In a revealing moment Monday, Ms. Craig openly talked about her own obstacles of both dyslexia and attention-deficit disorder. Her parents combatted her overactivity by getting Ms. Craig into the pool at the age of 3, a place where she immediately felt like she “could be herself.”
Dealing with dyslexia presented a unique situation for Ms. Craig when she eventually moved to water polo in the eighth grade. As sitting down with a playbook wasn’t effective, she had to learn differently than the rest, learning visually and through repetition in the pool.
But she says that made her a stronger person, learning to effectively communicate effectively and overcome adversity.
“We all have areas in our lives that we need more support in. So how do we communicate that, how do we advocate for ourselves? Speak up when we need something,” said Ms. Craig, a USC alum who is the first person in her family to attend and graduate college.
“I challenge you guys to think about where those weaknesses are for you and how people can support you to get to that next level and have the courage to ask for that help.”

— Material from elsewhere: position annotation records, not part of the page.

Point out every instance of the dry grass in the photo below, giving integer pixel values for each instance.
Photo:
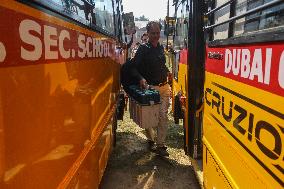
(132, 166)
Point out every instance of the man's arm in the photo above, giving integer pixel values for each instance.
(137, 65)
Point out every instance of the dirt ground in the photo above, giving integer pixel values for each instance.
(132, 166)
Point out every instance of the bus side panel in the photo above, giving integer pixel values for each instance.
(57, 99)
(243, 125)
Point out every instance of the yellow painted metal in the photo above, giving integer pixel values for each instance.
(234, 156)
(55, 118)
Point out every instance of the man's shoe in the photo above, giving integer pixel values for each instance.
(162, 151)
(151, 145)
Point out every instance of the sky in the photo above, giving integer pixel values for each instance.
(152, 9)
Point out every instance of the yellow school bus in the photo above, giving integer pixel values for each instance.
(59, 86)
(234, 84)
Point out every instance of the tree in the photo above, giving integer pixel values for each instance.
(142, 18)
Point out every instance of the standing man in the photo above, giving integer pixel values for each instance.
(150, 69)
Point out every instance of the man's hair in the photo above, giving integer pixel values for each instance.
(144, 34)
(151, 23)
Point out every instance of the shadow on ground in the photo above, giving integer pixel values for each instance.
(132, 166)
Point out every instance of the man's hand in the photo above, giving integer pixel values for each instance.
(143, 84)
(170, 78)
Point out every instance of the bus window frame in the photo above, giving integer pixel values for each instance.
(60, 13)
(259, 36)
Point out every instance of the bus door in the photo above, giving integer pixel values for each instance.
(195, 80)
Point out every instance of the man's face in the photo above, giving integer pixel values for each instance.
(154, 33)
(144, 39)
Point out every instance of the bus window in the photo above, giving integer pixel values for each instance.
(221, 32)
(269, 18)
(103, 11)
(94, 13)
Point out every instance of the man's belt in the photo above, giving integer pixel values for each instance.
(161, 84)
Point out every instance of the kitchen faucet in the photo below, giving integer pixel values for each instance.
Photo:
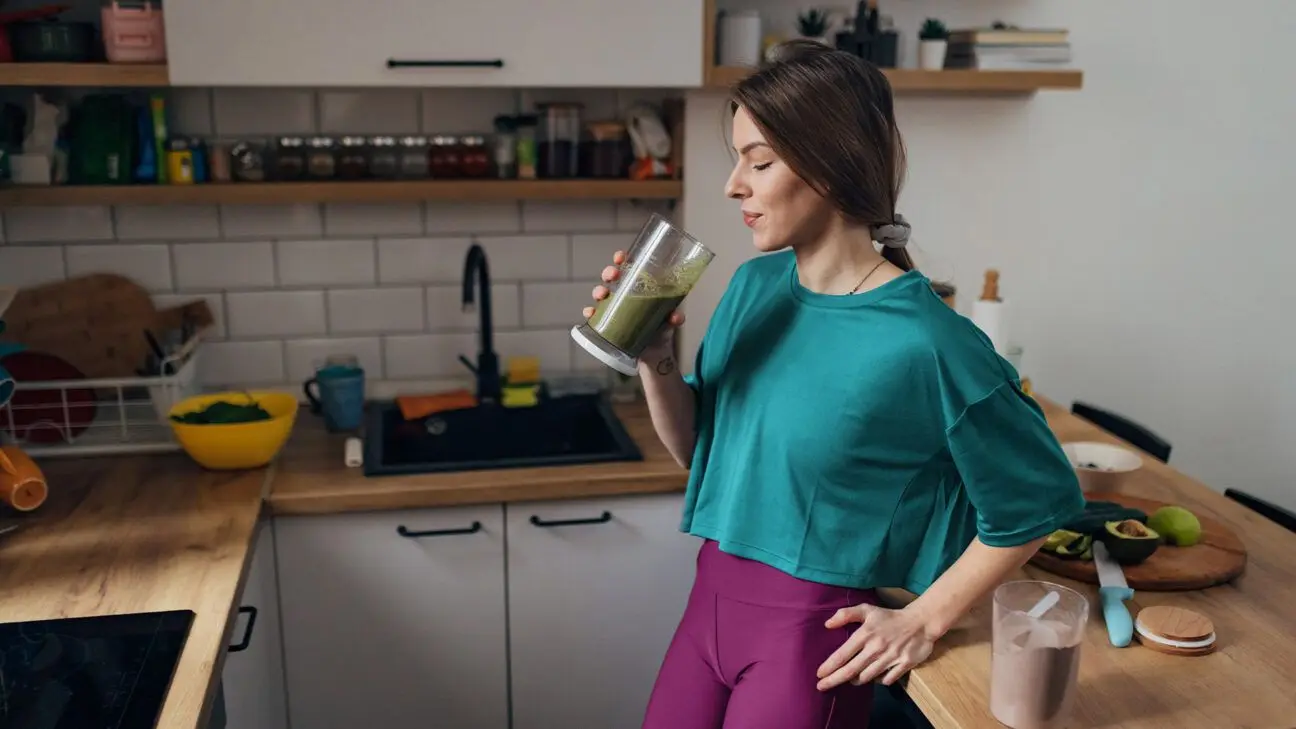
(487, 363)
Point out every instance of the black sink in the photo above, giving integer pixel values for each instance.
(561, 431)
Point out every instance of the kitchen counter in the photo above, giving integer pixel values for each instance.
(1135, 688)
(310, 476)
(139, 535)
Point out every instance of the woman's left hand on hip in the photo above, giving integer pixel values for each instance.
(887, 644)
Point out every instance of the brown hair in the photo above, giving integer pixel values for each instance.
(830, 117)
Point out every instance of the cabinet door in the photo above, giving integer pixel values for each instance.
(596, 589)
(617, 43)
(394, 619)
(254, 676)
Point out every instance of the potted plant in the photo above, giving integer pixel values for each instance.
(813, 23)
(932, 44)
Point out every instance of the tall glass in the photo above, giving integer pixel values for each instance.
(660, 269)
(1036, 653)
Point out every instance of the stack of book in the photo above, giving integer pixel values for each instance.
(1008, 49)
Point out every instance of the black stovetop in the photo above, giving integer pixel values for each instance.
(105, 672)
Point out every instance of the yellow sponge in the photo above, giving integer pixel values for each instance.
(524, 370)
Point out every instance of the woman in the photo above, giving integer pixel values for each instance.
(844, 428)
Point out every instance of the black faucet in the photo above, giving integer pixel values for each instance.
(487, 363)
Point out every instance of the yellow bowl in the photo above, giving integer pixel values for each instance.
(236, 445)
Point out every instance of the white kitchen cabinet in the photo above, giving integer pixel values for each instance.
(500, 43)
(596, 589)
(253, 677)
(394, 618)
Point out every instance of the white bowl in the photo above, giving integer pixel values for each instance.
(1099, 466)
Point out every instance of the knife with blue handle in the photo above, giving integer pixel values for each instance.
(1112, 592)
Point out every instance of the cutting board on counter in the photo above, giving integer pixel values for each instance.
(1218, 558)
(95, 322)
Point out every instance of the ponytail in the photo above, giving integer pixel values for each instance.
(893, 238)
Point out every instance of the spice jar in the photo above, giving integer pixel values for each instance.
(384, 160)
(473, 157)
(248, 161)
(607, 152)
(445, 158)
(557, 148)
(289, 158)
(526, 161)
(353, 158)
(320, 158)
(414, 157)
(219, 164)
(506, 147)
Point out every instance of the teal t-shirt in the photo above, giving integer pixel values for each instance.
(863, 440)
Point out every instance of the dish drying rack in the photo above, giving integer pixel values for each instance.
(103, 417)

Ms. Burckle struggled with her confidence initially, making Junior Nationals as a 13-year-old but refusing to attend the first race. She pointed to a coach who refused to guilt her into going, but pushed her in between meets to believe in her talent and how it could be realized.
“You have to challenge yourself in ways that you aren’t comfortable with,” said Ms. Burckle, who was also an NCAA champion at the University of Florida. “At some point, you have to put yourself in an uncomfortable situation in order to succeed.”
While both have seen the pinnacle of athletics by reaching the podium at an Olympics, Ms. Craig was humbled to be able to return home to a stage that could have a more lasting impact.
“If there is one kid out here that took something away from this today, we’ve done our job,” Ms. Craig said. “It’s a success. This stage is invaluable. It’s priceless to be up here and share this message about something we believe.”
In this case, the hand-me-down knowledge is one size fits all.